Porcelain and Pottery Maker’s Marks (1700’s – 1980’s …
Mark c+ Arthur Wood Quality England Source: Encyclopedia of British Pottery and Porcelain Mark. The origins of this traditional English brand go back over.
The development and gradual perfection of a thin-hard-firing pale yellow or cream colored earthenware, which after initial firing could be dipped into a clear glaze has been considered by many to be the most important ceramic development of the eighteenth century. The cream colored body was the result of a combination of a variety of ground flints and clay which produced a cream colored body when fired at lower temperatures.

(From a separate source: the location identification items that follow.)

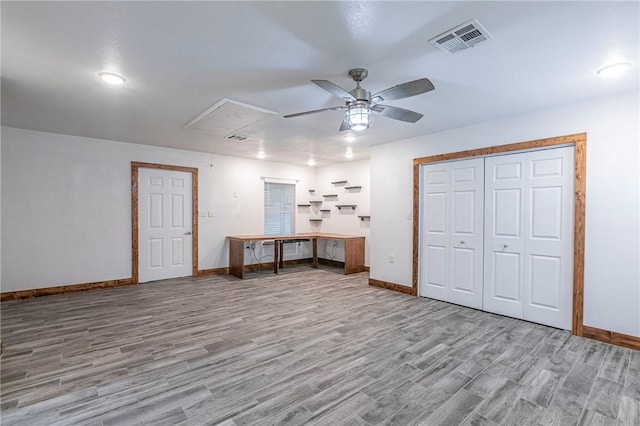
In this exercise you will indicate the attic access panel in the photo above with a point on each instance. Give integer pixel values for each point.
(226, 118)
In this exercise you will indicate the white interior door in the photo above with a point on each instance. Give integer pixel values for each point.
(504, 242)
(434, 274)
(528, 236)
(452, 232)
(548, 249)
(164, 224)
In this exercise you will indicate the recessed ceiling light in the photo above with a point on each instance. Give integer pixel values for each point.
(614, 69)
(111, 78)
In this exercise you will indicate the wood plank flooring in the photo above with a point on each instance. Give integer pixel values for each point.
(304, 347)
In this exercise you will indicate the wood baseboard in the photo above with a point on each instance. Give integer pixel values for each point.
(620, 339)
(391, 286)
(48, 291)
(328, 262)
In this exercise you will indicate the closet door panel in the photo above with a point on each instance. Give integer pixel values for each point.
(504, 242)
(434, 276)
(466, 254)
(548, 288)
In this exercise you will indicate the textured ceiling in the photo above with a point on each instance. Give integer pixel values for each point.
(180, 58)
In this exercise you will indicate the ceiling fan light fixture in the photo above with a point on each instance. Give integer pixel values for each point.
(358, 117)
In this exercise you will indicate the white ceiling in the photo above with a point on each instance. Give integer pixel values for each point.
(180, 58)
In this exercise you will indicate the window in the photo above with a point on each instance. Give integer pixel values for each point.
(279, 199)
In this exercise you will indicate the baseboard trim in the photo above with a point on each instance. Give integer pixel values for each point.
(615, 338)
(329, 262)
(214, 271)
(49, 291)
(391, 286)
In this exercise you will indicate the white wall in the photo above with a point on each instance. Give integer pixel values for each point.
(66, 205)
(342, 221)
(612, 240)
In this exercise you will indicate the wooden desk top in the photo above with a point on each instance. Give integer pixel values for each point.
(293, 237)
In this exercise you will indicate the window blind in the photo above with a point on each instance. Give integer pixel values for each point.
(279, 201)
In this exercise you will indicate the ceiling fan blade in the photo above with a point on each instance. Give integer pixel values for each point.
(404, 90)
(397, 113)
(298, 114)
(334, 89)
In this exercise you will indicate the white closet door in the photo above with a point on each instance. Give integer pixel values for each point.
(451, 246)
(548, 255)
(434, 276)
(504, 242)
(528, 236)
(466, 232)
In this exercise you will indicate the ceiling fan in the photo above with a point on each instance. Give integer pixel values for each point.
(361, 104)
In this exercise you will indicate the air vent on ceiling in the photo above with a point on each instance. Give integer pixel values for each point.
(461, 37)
(226, 117)
(237, 137)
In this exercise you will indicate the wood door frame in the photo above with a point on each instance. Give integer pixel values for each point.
(134, 213)
(579, 141)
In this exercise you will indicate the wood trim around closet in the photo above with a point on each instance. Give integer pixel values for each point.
(579, 141)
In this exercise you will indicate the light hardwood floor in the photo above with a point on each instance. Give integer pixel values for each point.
(304, 347)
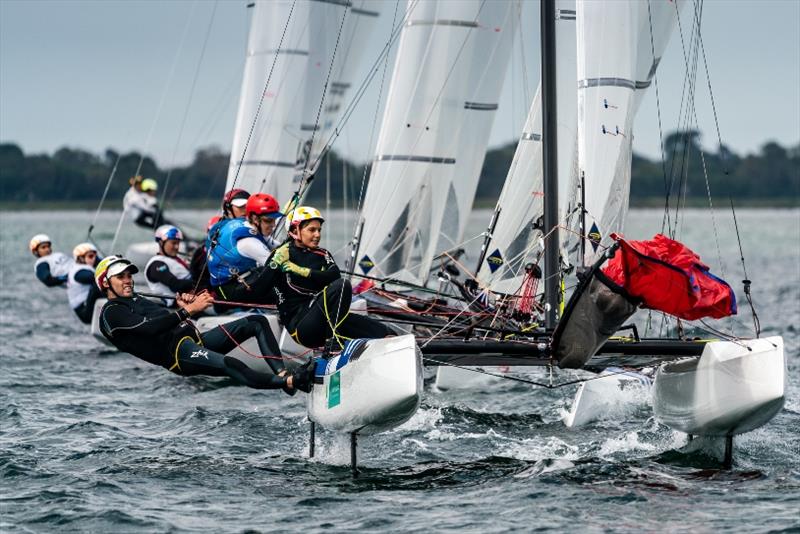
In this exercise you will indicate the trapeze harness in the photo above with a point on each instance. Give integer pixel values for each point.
(168, 338)
(317, 307)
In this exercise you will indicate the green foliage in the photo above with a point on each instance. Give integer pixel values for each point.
(771, 176)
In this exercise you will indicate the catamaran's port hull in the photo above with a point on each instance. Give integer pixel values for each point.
(732, 388)
(377, 391)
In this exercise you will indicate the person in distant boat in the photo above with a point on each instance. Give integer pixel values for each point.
(313, 298)
(165, 337)
(52, 268)
(234, 204)
(81, 289)
(198, 263)
(166, 273)
(140, 201)
(238, 251)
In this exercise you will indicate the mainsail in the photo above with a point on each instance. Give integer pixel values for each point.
(447, 78)
(620, 44)
(291, 45)
(518, 228)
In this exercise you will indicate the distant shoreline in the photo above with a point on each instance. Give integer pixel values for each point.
(86, 205)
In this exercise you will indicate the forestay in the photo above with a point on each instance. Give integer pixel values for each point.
(518, 229)
(447, 77)
(291, 44)
(616, 63)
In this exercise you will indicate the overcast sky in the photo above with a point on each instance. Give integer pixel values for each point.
(91, 74)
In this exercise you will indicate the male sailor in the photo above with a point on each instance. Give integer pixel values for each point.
(238, 250)
(81, 289)
(168, 337)
(140, 201)
(234, 204)
(313, 298)
(166, 273)
(52, 268)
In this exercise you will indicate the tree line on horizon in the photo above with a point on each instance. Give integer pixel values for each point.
(770, 176)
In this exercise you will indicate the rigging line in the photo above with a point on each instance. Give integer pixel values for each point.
(158, 114)
(277, 54)
(103, 198)
(665, 219)
(322, 100)
(192, 87)
(383, 55)
(413, 216)
(746, 281)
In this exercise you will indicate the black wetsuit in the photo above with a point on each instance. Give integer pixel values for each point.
(198, 268)
(85, 310)
(310, 307)
(168, 338)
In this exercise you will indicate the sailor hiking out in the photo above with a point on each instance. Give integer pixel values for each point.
(238, 250)
(141, 203)
(51, 268)
(168, 338)
(166, 272)
(81, 289)
(313, 299)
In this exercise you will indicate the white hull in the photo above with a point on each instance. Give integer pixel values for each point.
(253, 359)
(731, 389)
(598, 397)
(378, 388)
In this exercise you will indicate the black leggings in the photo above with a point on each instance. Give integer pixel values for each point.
(209, 358)
(312, 326)
(255, 290)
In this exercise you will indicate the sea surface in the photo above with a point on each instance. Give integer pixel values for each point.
(92, 440)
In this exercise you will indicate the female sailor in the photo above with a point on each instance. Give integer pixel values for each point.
(81, 289)
(52, 268)
(166, 273)
(313, 298)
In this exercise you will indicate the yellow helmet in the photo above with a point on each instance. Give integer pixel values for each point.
(82, 249)
(112, 266)
(302, 214)
(37, 240)
(148, 184)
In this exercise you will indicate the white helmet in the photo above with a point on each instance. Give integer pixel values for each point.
(82, 249)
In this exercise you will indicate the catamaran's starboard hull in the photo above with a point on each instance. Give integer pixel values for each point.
(732, 388)
(596, 397)
(378, 388)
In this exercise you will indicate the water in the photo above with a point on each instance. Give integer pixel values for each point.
(95, 441)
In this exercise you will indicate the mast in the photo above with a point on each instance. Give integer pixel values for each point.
(549, 160)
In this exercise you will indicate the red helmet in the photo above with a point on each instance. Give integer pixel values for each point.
(237, 197)
(263, 204)
(212, 221)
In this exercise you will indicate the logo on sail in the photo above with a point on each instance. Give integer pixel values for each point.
(366, 264)
(595, 237)
(495, 260)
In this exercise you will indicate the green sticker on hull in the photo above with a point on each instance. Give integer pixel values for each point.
(334, 390)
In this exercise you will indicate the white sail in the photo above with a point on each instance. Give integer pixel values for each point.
(516, 234)
(291, 44)
(361, 19)
(447, 77)
(616, 64)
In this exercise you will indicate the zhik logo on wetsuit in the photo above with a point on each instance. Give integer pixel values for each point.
(198, 353)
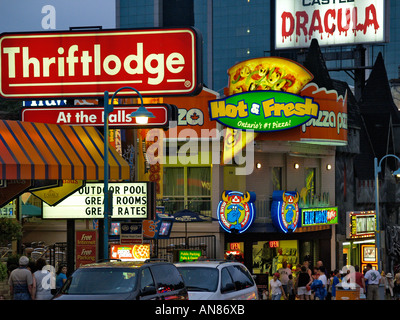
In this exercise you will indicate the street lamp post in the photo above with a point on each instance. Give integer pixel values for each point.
(377, 170)
(141, 115)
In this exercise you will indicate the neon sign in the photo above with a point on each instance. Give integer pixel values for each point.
(285, 210)
(319, 216)
(263, 111)
(236, 211)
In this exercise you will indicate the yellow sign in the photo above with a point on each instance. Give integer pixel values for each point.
(53, 196)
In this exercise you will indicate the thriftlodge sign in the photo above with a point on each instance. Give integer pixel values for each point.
(85, 64)
(331, 22)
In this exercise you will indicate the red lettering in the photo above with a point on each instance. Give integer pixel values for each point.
(330, 21)
(345, 28)
(370, 21)
(316, 27)
(329, 13)
(302, 20)
(287, 32)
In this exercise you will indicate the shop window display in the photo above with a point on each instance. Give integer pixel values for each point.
(268, 256)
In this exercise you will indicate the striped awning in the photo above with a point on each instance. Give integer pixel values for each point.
(48, 151)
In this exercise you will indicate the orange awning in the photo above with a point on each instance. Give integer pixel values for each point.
(47, 151)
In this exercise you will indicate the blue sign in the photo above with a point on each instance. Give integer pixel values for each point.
(236, 211)
(285, 210)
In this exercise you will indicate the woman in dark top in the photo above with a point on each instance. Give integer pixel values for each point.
(303, 283)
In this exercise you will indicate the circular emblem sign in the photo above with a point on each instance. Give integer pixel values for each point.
(285, 210)
(236, 211)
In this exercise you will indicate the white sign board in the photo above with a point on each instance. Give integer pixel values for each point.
(344, 22)
(129, 201)
(46, 15)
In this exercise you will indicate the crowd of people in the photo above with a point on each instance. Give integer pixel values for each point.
(307, 283)
(32, 280)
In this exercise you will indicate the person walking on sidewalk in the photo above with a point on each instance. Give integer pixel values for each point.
(21, 281)
(373, 278)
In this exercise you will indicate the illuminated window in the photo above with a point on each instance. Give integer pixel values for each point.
(187, 187)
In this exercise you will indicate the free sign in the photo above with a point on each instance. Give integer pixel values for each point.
(85, 64)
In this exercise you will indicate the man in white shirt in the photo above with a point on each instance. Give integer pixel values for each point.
(284, 273)
(373, 278)
(322, 276)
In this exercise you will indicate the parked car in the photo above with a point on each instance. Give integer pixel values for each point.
(123, 280)
(218, 280)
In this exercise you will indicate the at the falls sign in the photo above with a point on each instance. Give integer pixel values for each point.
(343, 22)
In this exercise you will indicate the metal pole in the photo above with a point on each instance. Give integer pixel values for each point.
(377, 227)
(377, 169)
(105, 213)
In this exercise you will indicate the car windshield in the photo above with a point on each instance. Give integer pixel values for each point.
(101, 281)
(200, 278)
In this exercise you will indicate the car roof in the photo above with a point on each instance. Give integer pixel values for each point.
(123, 264)
(205, 263)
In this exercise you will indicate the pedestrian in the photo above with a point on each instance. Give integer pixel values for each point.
(61, 276)
(21, 281)
(275, 288)
(32, 268)
(43, 281)
(322, 276)
(396, 287)
(335, 282)
(319, 288)
(290, 288)
(389, 285)
(284, 276)
(306, 264)
(360, 279)
(303, 282)
(373, 278)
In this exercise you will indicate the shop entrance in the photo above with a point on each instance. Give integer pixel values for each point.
(268, 256)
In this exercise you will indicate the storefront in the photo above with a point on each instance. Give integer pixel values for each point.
(360, 248)
(263, 247)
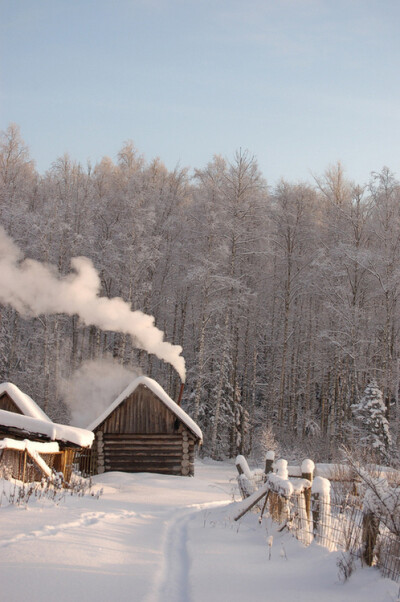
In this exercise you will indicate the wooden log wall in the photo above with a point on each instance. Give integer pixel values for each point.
(143, 435)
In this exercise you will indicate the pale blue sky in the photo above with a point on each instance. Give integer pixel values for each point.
(300, 83)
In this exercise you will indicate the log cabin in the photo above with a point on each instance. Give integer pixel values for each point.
(144, 430)
(31, 445)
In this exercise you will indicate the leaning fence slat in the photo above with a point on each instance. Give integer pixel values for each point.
(251, 501)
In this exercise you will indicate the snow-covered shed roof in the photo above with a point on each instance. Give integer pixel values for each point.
(23, 402)
(47, 428)
(162, 396)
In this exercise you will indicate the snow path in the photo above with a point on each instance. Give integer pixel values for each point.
(173, 580)
(86, 519)
(153, 538)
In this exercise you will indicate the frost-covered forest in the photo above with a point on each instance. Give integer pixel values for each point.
(284, 298)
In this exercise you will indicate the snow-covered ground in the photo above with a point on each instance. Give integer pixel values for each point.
(155, 538)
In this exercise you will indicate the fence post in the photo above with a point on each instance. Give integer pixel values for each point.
(307, 472)
(369, 536)
(269, 462)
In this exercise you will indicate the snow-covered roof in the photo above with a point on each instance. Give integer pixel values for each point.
(55, 432)
(34, 448)
(162, 396)
(23, 402)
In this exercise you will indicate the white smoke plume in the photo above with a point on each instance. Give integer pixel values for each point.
(34, 288)
(93, 387)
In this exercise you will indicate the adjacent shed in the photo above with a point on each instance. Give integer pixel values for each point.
(30, 443)
(144, 430)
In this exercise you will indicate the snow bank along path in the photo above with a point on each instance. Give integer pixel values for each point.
(156, 538)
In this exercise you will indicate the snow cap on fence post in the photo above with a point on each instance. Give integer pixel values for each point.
(242, 466)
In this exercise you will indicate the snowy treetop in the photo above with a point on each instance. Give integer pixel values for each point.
(162, 396)
(25, 403)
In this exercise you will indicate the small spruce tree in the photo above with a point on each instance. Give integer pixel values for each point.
(372, 426)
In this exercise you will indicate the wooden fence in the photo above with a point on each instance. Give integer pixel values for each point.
(303, 504)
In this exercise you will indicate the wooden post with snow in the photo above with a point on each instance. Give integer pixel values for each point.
(307, 472)
(269, 461)
(321, 509)
(369, 536)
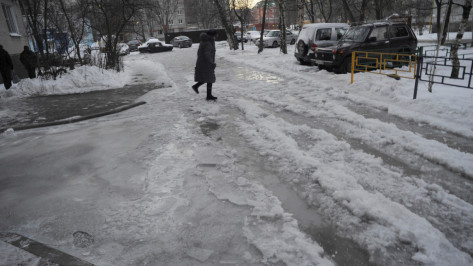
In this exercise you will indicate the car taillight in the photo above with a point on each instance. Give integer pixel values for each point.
(314, 47)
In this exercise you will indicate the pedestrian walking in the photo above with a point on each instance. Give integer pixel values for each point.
(6, 67)
(205, 65)
(30, 61)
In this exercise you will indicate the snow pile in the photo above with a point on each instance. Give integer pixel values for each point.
(446, 108)
(80, 80)
(12, 255)
(432, 37)
(340, 171)
(91, 78)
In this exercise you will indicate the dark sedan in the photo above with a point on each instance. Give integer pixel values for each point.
(154, 47)
(134, 45)
(181, 41)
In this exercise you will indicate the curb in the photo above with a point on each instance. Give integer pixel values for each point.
(51, 256)
(74, 120)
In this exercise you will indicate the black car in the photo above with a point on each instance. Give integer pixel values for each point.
(181, 41)
(385, 37)
(153, 46)
(238, 36)
(133, 45)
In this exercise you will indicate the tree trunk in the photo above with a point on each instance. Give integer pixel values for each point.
(438, 3)
(282, 26)
(347, 10)
(229, 30)
(447, 21)
(456, 44)
(261, 44)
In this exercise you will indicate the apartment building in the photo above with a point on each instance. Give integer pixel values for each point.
(13, 34)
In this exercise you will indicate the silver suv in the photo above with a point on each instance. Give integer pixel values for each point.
(273, 38)
(317, 35)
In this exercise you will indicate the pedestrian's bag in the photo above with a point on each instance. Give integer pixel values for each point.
(14, 77)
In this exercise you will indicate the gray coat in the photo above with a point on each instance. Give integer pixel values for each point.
(205, 66)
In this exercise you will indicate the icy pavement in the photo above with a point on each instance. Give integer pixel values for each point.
(43, 109)
(285, 168)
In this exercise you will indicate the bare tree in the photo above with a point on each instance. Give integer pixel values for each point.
(110, 18)
(325, 9)
(223, 7)
(34, 18)
(241, 8)
(74, 14)
(164, 10)
(446, 22)
(454, 51)
(203, 13)
(261, 43)
(282, 25)
(310, 9)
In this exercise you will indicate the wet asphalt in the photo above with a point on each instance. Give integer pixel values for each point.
(45, 109)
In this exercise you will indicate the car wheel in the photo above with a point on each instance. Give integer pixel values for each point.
(302, 48)
(345, 67)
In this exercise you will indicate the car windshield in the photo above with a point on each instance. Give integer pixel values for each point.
(357, 34)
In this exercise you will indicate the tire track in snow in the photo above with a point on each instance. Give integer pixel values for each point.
(270, 135)
(460, 161)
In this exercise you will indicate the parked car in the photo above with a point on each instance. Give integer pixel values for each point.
(123, 48)
(387, 37)
(181, 41)
(254, 35)
(97, 45)
(133, 45)
(154, 46)
(317, 35)
(238, 35)
(273, 38)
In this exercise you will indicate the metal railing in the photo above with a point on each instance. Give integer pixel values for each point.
(395, 65)
(442, 75)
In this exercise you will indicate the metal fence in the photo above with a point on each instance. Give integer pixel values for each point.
(443, 69)
(395, 65)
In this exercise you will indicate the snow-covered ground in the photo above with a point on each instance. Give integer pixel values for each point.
(290, 165)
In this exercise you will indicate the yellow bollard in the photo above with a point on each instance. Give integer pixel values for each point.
(352, 66)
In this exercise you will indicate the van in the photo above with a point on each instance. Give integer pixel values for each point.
(385, 37)
(313, 36)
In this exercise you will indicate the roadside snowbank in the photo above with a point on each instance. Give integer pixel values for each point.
(447, 107)
(90, 78)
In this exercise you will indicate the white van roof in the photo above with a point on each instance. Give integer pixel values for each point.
(313, 25)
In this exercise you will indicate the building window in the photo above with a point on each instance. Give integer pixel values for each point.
(10, 17)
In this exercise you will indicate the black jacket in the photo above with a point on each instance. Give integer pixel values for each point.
(205, 66)
(28, 59)
(5, 61)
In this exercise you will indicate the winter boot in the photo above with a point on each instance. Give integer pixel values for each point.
(209, 93)
(195, 87)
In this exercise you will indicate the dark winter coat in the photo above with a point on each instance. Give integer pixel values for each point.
(28, 59)
(205, 66)
(5, 61)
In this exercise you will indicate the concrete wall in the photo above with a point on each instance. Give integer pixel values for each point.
(13, 43)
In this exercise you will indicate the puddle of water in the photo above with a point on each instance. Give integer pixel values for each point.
(208, 127)
(450, 139)
(58, 107)
(249, 74)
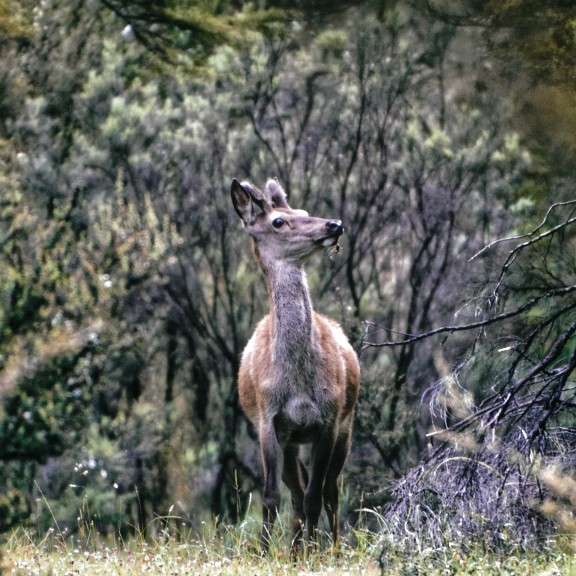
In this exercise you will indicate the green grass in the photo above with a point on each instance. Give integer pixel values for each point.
(231, 550)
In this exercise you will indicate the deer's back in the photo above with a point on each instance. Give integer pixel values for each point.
(330, 382)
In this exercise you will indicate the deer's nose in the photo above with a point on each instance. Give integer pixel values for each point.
(334, 227)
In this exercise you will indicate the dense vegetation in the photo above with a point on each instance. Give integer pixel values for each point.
(128, 289)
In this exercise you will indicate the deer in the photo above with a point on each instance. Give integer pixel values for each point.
(299, 377)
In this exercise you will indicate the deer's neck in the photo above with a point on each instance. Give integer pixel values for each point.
(291, 313)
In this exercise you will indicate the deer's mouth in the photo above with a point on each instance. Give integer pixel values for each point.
(334, 230)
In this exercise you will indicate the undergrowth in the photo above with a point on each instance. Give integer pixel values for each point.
(221, 550)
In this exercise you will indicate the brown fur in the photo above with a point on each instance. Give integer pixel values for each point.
(299, 378)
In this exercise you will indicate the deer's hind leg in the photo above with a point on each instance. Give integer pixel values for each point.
(272, 460)
(295, 477)
(330, 492)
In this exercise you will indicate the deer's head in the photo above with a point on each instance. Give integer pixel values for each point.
(279, 232)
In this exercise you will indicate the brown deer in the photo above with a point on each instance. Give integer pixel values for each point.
(299, 377)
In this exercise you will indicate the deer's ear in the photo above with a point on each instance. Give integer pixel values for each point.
(276, 194)
(242, 202)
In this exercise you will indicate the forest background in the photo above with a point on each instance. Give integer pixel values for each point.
(442, 134)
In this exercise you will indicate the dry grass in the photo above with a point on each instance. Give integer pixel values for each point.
(230, 550)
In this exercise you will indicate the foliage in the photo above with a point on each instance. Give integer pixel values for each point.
(225, 552)
(129, 290)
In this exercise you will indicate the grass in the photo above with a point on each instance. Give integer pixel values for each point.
(225, 550)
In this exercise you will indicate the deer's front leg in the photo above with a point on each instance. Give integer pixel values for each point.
(272, 460)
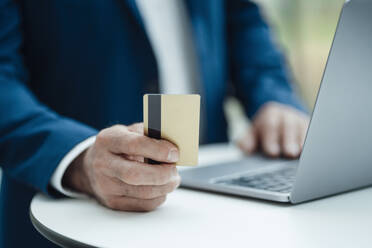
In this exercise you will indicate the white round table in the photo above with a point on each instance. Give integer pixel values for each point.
(198, 219)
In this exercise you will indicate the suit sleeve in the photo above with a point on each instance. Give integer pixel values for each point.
(33, 138)
(257, 68)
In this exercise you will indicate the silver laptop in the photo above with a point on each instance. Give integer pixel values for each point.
(337, 154)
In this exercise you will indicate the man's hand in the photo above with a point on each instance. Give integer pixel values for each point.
(278, 130)
(114, 172)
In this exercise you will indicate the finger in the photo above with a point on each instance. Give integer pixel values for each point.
(137, 173)
(302, 134)
(269, 136)
(249, 143)
(119, 140)
(289, 136)
(134, 158)
(119, 188)
(137, 128)
(133, 204)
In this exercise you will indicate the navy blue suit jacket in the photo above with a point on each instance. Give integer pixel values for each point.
(71, 67)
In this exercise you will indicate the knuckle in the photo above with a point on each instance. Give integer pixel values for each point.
(130, 176)
(133, 142)
(146, 192)
(110, 202)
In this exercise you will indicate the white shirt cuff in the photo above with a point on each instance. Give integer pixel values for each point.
(56, 180)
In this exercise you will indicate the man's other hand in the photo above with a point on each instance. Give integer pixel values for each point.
(277, 130)
(114, 172)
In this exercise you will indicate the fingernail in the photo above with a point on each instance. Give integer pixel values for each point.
(248, 144)
(293, 149)
(274, 149)
(173, 155)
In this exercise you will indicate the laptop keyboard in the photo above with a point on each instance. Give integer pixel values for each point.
(277, 181)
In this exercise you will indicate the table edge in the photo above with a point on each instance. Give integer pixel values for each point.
(55, 237)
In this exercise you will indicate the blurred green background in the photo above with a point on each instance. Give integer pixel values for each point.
(304, 30)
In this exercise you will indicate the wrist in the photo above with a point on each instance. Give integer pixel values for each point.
(76, 176)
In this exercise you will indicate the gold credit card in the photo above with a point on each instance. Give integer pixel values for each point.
(174, 118)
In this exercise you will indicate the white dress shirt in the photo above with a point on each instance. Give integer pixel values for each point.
(169, 31)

The new cream colored ware or creamware first developed in the s was utilized in almost every manner that the state of eighteenth century ceramic technology made possible. In , refinements of the cream colored ware were achieved by Josiah Wedgwood and Thomas Whieldon which resulted in the production of an even firing, rich green glaze c.
This green glazed creamware however was not very popular and efforts to further refine the plain cream colored ware, later called “Queen’s Ware,” and now known as creamware, progressed. Creamware is believed to have been perfected by Josiah Wedgwood as early as In general, it is assumed that the earlier pieces of the refined plain creamware are deeper yellow in color c. Unfortunately, this generalization id not infallible, especially since Wedgwood is known to have admitted having difficultly in maintaining the same color from batch to batch.
Pearlware was developed by Josiah Wedgwood in as the result of his attempts to improve the whiteness of creamwares. Pearlware or “Pearl White” as Wedgwood termed it, is characterized by a whitened creamware body and a bluish tinted glaze, the result of the addition of cobalt to neutralize the natural yellow tint of the glaze. One of the major advantages of pearlware was its close resemblance to porcelain, especially when decorated in blue.